Kentucky Theatre
- The theater's facade with marquee glowing at night.
- Interactive map of Kentucky Theatre
- Location: 214 East Main Street Lexington, Kentucky
- Coordinates: 38°02′40″N 84°29′43″W﻿ / ﻿38.04443°N 84.49516°W
- Owner: Lexington-Fayette Urban County Government
- Operator: Friends of the Kentucky Theatre
- Capacity: 816
- Type: Indoor movie theatre

Construction
- Groundbreaking: October 1921
- Opened: October 4, 1922
- Renovated: 1987–1992

Website
- https://www.kentuckytheatre.org/

= Kentucky Theatre (Lexington) =

Movie theater in Lexington, Kentucky, United States

The Kentucky Theatre is a historic cinema in downtown Lexington, Kentucky, United States, that first opened in October 1922. The building is currently owned by the Lexington-Fayette Urban County Government and leased to a non-profit that shows films, and hosts concerts and events. The theater's schedule emphasizes foreign, independent, and art films, although more typical Hollywood movies are occasionally shown, as well. It is one of a few remaining movie palaces in the United States.

Each summer, the Kentucky Theatre hosts a Summer Classics series, showing a different classic film each Wednesday throughout the summer. Most films in the series are paired as one-night double-features or shown with an accompanying cartoon. These also include performances by organists part of the Bluegrass Chapter of the American Theatre Organ Society, which include classic and modern pieces and a sing-along before the show.

==History==

Following extensive damage in 1987, from a fire in an adjacent restaurant, the theater was closed. Over the next five years, a number of renovations were conducted and the grand reopening was held on April 11, 1992.

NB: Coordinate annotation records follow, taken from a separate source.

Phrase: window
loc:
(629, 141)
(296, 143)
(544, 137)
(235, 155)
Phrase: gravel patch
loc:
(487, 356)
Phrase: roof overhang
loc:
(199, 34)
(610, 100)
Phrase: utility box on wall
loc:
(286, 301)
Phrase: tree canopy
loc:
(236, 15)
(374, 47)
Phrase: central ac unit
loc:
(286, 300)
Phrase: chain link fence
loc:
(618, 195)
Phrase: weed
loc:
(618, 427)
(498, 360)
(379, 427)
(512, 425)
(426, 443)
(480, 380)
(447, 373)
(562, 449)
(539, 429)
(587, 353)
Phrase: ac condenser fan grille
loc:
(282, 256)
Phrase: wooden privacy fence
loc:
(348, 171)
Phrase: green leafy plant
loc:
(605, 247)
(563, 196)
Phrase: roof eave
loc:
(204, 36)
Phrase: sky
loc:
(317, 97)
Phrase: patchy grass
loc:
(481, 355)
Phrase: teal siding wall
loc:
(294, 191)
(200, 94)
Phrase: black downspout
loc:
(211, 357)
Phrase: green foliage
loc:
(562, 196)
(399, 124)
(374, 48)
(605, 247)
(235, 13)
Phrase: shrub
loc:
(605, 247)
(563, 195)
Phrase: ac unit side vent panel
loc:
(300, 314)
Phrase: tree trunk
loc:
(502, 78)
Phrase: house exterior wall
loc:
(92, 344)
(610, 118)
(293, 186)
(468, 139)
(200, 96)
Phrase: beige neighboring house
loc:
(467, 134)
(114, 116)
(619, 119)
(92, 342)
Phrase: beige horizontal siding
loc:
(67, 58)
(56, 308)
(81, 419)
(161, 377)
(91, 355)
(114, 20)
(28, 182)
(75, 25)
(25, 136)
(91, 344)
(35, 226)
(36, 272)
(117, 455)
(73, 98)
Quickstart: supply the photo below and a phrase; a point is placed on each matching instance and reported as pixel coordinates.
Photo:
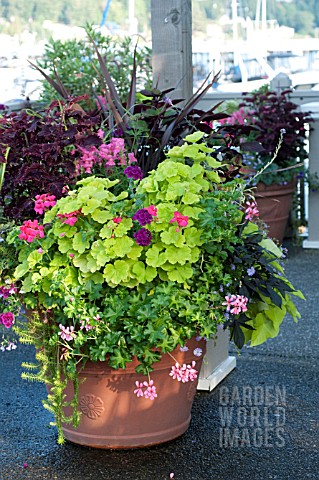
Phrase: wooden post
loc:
(172, 46)
(313, 220)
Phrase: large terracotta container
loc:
(274, 204)
(114, 417)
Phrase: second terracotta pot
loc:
(274, 204)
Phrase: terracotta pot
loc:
(274, 205)
(114, 417)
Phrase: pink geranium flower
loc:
(146, 389)
(31, 230)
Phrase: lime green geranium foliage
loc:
(107, 289)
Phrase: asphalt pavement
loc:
(260, 423)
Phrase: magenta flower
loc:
(67, 333)
(143, 217)
(198, 352)
(69, 218)
(146, 390)
(43, 202)
(6, 291)
(143, 237)
(236, 304)
(181, 220)
(100, 133)
(184, 373)
(139, 390)
(184, 349)
(7, 319)
(134, 172)
(251, 211)
(152, 210)
(150, 391)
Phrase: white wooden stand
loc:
(217, 363)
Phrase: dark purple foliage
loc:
(36, 147)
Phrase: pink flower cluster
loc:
(67, 333)
(7, 319)
(31, 230)
(236, 303)
(181, 220)
(146, 389)
(69, 218)
(184, 373)
(43, 202)
(251, 211)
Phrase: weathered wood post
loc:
(313, 220)
(172, 68)
(172, 46)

In the late 1990s, the city renovated and reopened the adjoining theater. It is referred to informally as the State Theatre, although it is operated as a second screen for the Kentucky. The State was a long-time venue for the Woodsongs Old-Time Radio Hour which now plays at the Lyric theater.

In 2000, the Kentucky and its manager Fred Mills found themselves embroiled in controversy over the showing of an X-rated film entitled Disco Dolls in Hot Skin. Undercover officers confiscated the film and Mills was charged with distributing obscene material. The theater filed suit and the film was returned. Mills' charges were dismissed upon arraignment, and the Lexington city council voted 11 to 4 against holding a review on the issue. The phrase "Defend the First Amendment" was put onto the marquee after the incident.

In 2020, the Kentucky was shuttered due to the COVID-19 pandemic. The Lexington-Fayette Urban County Government terminated the operating contract with The Kentucky Theatre Group, Inc. at the company's request.

In September 2021, the Mayor recommended that the management contract be given to the Friends of the Kentucky Theatre, a non-profit 501(c)(3). In January 2022, the theater reopened under the direction of the Friends of the Kentucky Theatre.